With the possibility of laboratory monitoring, peritoneal dialysis is discontinued with the disappearance of a toxic substance from the dialysate that is removed from the abdominal cavity. In the absence of laboratory monitoring, peritoneal dialysis is carried out until clear clinical signs of improvement in the patient's condition (when psychotropic and hypnotic drugs are poisoned - the onset of a superficial sopor), when poisoning with chlorinated hydrocarbons, FOI and other poisons - no less than 6-7 shifts, and when poisoning with psychotropic and hypnotics, the number of shifts can be brought to 20-30 pH dialysing fluid for poisoning phenothiazines, FOI and compounds of heavy metals and arsenic 7.1-7.2 - sl (addition of 15-25 ml of a 4% solution of sodium bicarbonate to 800 ml of the dialysing liquid), with noxiron poisonings 7.4-7.45 - neutral (25-50 ml of 4% sodium bicarbonate solution), and when poisoning with barbiturates and other poisons 8.0-8.5 - alkaline (150 ml of 4% sodium bicarbonate solution).
When poisoning with heavy metals and arsenic compounds, 1 ml of a 5% solution of unithiol is added to each dialysing fluid change, unitiol is also injected intravenously at a rate of 200-250 ml of a 5% solution per day.
Exposure of dialysing fluid in the abdominal cavity for poisoning with chlorinated hydrocarbons and compounds of heavy metals and arsenic - 20 min, with poisoning FOP - 25 min, in other cases - 30 min

Indications for use

Laboratory
critical concentrations in the blood of dialysing poisons with a
pronounced affinity for proteins
Clinical
detoxifications (exotoxic shock, expressed hemolysis, etc.), poisoning with chlorinated hydrocarbons aniline and other fat-soluble hepatotrophic poisons

Contraindications

Extensive adhesive process in the abdominal cavity.
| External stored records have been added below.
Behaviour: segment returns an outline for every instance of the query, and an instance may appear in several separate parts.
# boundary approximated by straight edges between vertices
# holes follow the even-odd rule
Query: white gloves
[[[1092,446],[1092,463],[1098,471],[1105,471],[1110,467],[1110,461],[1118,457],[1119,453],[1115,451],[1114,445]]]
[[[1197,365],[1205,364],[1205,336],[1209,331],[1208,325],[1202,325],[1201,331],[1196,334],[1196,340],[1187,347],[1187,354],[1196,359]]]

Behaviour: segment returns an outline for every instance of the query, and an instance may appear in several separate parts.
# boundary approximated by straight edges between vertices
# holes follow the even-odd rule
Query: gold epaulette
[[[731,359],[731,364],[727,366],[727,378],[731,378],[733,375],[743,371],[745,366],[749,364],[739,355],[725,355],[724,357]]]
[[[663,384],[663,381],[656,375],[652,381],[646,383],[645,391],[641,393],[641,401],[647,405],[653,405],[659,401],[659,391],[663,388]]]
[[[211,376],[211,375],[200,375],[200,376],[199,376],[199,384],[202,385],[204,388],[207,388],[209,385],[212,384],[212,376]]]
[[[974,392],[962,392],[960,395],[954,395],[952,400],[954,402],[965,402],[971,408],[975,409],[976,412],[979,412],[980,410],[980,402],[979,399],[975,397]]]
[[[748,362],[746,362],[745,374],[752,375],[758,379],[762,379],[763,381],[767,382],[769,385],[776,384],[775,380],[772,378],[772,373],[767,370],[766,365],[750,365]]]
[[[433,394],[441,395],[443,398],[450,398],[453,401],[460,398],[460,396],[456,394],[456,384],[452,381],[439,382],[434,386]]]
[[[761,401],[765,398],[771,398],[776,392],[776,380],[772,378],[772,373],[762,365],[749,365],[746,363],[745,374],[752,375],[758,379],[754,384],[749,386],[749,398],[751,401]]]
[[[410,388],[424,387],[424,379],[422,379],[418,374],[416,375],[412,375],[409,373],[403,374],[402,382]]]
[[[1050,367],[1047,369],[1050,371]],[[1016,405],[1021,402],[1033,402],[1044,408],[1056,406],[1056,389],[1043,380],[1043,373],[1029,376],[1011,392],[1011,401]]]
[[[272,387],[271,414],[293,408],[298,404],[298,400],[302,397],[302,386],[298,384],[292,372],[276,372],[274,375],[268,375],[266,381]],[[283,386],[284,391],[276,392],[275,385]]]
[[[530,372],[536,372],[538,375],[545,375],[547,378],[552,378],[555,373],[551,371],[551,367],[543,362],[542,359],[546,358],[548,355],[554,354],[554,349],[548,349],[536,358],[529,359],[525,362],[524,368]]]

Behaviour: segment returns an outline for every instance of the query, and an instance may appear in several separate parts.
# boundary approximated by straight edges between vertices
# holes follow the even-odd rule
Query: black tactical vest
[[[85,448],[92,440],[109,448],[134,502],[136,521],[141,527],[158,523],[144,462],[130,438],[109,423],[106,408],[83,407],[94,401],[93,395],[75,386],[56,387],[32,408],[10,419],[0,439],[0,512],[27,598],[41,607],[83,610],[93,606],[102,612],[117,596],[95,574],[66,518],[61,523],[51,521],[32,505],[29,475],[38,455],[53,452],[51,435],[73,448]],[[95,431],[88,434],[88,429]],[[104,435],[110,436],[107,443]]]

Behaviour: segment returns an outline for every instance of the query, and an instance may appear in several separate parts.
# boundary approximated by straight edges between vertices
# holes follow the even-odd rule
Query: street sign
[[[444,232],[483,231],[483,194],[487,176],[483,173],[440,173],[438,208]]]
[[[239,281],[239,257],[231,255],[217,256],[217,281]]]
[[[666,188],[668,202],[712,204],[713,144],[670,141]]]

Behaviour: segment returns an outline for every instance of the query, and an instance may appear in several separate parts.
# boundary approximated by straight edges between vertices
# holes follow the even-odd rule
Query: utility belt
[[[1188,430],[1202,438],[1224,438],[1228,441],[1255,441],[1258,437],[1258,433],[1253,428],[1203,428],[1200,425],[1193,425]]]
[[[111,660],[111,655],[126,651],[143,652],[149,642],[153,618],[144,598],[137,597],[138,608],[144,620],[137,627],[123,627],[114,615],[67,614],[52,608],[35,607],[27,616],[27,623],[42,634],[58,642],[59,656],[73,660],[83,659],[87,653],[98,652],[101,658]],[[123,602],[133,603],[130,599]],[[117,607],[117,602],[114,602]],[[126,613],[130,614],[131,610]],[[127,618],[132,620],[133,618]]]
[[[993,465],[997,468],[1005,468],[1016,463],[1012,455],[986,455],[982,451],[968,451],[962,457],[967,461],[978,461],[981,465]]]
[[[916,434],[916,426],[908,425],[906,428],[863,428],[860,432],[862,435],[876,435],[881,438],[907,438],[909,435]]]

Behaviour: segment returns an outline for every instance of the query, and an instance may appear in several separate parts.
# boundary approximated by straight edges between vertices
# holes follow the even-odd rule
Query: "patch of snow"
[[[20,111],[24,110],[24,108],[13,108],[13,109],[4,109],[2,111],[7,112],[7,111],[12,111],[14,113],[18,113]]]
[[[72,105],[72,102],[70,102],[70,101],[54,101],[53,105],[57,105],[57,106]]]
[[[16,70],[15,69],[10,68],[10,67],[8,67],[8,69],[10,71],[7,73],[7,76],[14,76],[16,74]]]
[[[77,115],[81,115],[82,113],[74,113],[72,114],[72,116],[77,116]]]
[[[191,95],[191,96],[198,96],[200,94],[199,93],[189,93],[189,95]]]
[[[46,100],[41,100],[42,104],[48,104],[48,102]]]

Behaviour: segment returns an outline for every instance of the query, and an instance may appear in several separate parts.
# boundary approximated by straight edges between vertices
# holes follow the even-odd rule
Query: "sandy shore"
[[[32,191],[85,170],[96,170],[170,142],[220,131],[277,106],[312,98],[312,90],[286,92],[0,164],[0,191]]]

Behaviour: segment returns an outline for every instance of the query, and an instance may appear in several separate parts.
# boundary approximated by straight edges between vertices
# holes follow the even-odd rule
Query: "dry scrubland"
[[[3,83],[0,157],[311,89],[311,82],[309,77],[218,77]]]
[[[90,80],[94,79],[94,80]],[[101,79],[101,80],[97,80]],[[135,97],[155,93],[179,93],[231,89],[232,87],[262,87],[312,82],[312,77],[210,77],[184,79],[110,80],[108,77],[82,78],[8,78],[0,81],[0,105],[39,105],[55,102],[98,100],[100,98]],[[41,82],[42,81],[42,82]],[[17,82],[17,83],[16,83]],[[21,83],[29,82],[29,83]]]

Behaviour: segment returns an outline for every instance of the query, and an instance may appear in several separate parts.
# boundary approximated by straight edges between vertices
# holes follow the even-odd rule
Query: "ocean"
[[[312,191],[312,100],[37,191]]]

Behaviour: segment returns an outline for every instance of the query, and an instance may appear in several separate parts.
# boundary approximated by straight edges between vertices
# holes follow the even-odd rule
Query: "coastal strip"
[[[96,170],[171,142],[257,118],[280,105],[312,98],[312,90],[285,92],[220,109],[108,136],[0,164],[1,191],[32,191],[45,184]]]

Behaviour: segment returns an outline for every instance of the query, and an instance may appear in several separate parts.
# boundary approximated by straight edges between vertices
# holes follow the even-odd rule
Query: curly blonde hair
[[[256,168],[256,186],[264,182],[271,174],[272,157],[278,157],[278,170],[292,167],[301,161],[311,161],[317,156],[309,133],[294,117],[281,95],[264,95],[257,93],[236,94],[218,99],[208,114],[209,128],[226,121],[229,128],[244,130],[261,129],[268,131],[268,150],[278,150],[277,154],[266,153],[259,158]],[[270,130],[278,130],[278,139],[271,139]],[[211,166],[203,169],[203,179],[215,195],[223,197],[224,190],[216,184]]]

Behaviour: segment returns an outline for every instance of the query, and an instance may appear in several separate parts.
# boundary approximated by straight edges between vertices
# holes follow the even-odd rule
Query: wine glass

Foci of infection in the abdominal cavity. Pregnancy is more than 15 weeks. Tumors deforming the abdominal cavity

Contraindications for peritoneal dialysis

Conduction of peritoneal dialysis is impossible after extensive abdominal operations, with diaphragmatic or inguinal hernia, etc.

trusted-source[1], [2], [3], [4], [5], [6], [7]

Complications of peritoneal dialysis

The most formidable complication of peritoneal dialysis is peritonitis. Indeed, until the middle of the last century, this complication severely limited the use of the method in clinical practice. Meanwhile, since the 70s of the last century, with the introduction of soft silicone catheters, commercial, factory-made dialysis solutions, modification of locks of dialysis lines, and with full compliance with asepsis and procedures, the threat of peritonitis has significantly decreased.

In addition, there is a risk of hypoproteinemia, since the possibility of loss of protein in peritoneal dialysis (up to 4 g / day) and hyperglycemia due to the use of dialysis solutions (high glucose concentration due to high glucose concentration) is proved.